United Nations human rights experts say that nearly a year since the signing of an agreement to cease hostilities in northern Ethiopia, atrocities, war crimes and crimes against humanity still occur in the country and peace remains elusive.

In its latest report to the UN Human Rights Council, released on September 19, the International Commission of Human Rights Experts on Ethiopia warns that the situation in the country “remains extremely grave.”

The commission chair, Mohamed Chande Othman, said: “While the signing of the agreement may have mostly silenced the guns, it has not resolved the conflict in the north of the country, particularly in Tigray, nor has it brought about any comprehensive peace.”

In its 21-page report, the commission documents wide-ranging atrocities perpetrated by all parties to the conflict since November 3,  2020. These include mass killings, rape, starvation, destruction of schools and medical facilities, forced displacement and arbitrary detention.

“Violent confrontations are now at a near-national scale, with alarming reports of violations against civilians in the Amhara region and ongoing atrocities in Tigray,” Othman said.

Risks of atrocities

The situation in Oromia, Amhara and other parts of the country – where there are ongoing violations, entrenched impunity and increasing state securitisation – highlights risks of further atrocities and crimes, said Othman.

In its report, the commission confirmed that Eritrean troops and Amhara militia members continue to commit grave violations in Tigray. These include systematic rape and sexual violence targetting women and girls, violating the federal government’s human rights and territorial integrity commitments.

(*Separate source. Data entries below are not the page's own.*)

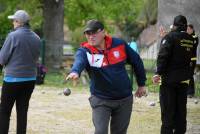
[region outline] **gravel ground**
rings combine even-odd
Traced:
[[[72,91],[64,96],[62,90],[36,87],[29,108],[28,134],[93,134],[91,108],[87,89]],[[199,103],[195,104],[195,100]],[[150,106],[155,104],[155,106]],[[188,99],[187,134],[200,134],[200,100]],[[160,108],[158,94],[135,98],[128,134],[159,134]],[[13,109],[10,132],[16,132],[16,113]]]

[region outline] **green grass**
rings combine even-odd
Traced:
[[[144,64],[148,64],[150,65],[148,62],[144,62]],[[158,92],[159,91],[159,86],[158,85],[154,85],[152,83],[152,76],[154,75],[153,72],[149,72],[147,71],[147,81],[146,81],[146,86],[148,88],[148,91],[149,92]],[[2,79],[3,79],[3,76],[0,75],[0,84],[2,85]],[[60,71],[57,71],[57,72],[48,72],[46,74],[46,77],[45,77],[45,83],[42,84],[42,85],[39,85],[41,87],[56,87],[56,88],[64,88],[64,87],[73,87],[75,84],[72,82],[72,81],[69,81],[67,83],[63,83],[63,80],[64,80],[64,71],[63,70],[60,70]],[[136,81],[135,79],[133,79],[133,89],[136,90],[137,88],[137,84],[136,84]],[[195,83],[195,86],[196,86],[196,96],[199,96],[200,97],[200,83],[196,82]],[[82,85],[81,84],[81,81],[79,80],[76,84],[76,89],[85,89],[85,88],[88,88],[89,85]]]
[[[44,86],[63,87],[64,74],[62,72],[49,72],[45,76]],[[43,86],[43,85],[42,85]]]
[[[143,59],[142,61],[146,70],[153,71],[155,69],[156,60]]]
[[[76,86],[75,89],[82,90],[88,88],[89,85],[82,85],[80,80],[73,82],[72,80],[64,83],[64,74],[66,72],[64,70],[60,70],[59,72],[48,72],[45,76],[44,84],[38,85],[41,87],[56,87],[56,88],[72,88]]]
[[[200,97],[200,83],[195,83],[195,95]]]
[[[148,88],[149,92],[158,92],[159,91],[159,85],[154,85],[152,83],[152,76],[154,75],[153,72],[147,72],[147,81],[146,81],[146,86]],[[41,86],[48,86],[48,87],[58,87],[58,88],[62,88],[62,87],[72,87],[73,86],[73,82],[70,81],[66,84],[63,84],[63,79],[64,79],[64,75],[63,75],[63,71],[61,72],[49,72],[46,75],[45,78],[45,84],[41,85]],[[82,88],[88,88],[89,85],[83,86],[79,80],[79,82],[77,82],[78,84],[76,85],[76,87],[78,87],[77,89],[82,89]],[[133,88],[134,90],[137,88],[136,86],[136,82],[134,79],[133,82]],[[200,96],[200,84],[196,83],[196,96]]]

The commission found ongoing patterns of arrest, detention, and torture of civilians committed by government forces in Oromia and has received numerous credible reports of violations against civilians in Amhara since the announcement of a state of emergency in August 2023.

“We cannot overstate the gravity of violations perpetrated in Ethiopia by all parties during the recent conflict,” said Commissioner Radhika Coomaraswamy.

“Especially concerning is that some of these crimes are ongoing, in particular rape and sexual violence against women and girls by Eritrean forces in Tigray.”

Coomaraswamy said that the ongoing presence of Eritrean troops in Ethiopia is a clear sign of an entrenched policy of impunity and continued support for and tolerance of such violations by the federal government in Addis Ababa.

The commission highlighted an “alarming pattern of increased securitisation of the state” through the imposition of states of emergency and the establishment of militarised “command posts” without civilian oversight.

It cited Ethiopia’s announcement of a six-month state of emergency last month, which established a command post system across the Amhara region, with multiple urban centres now under curfew. The commission has received reports of mass arbitrary detention of civilians in Amhara and at least one drone strike carried out by the state.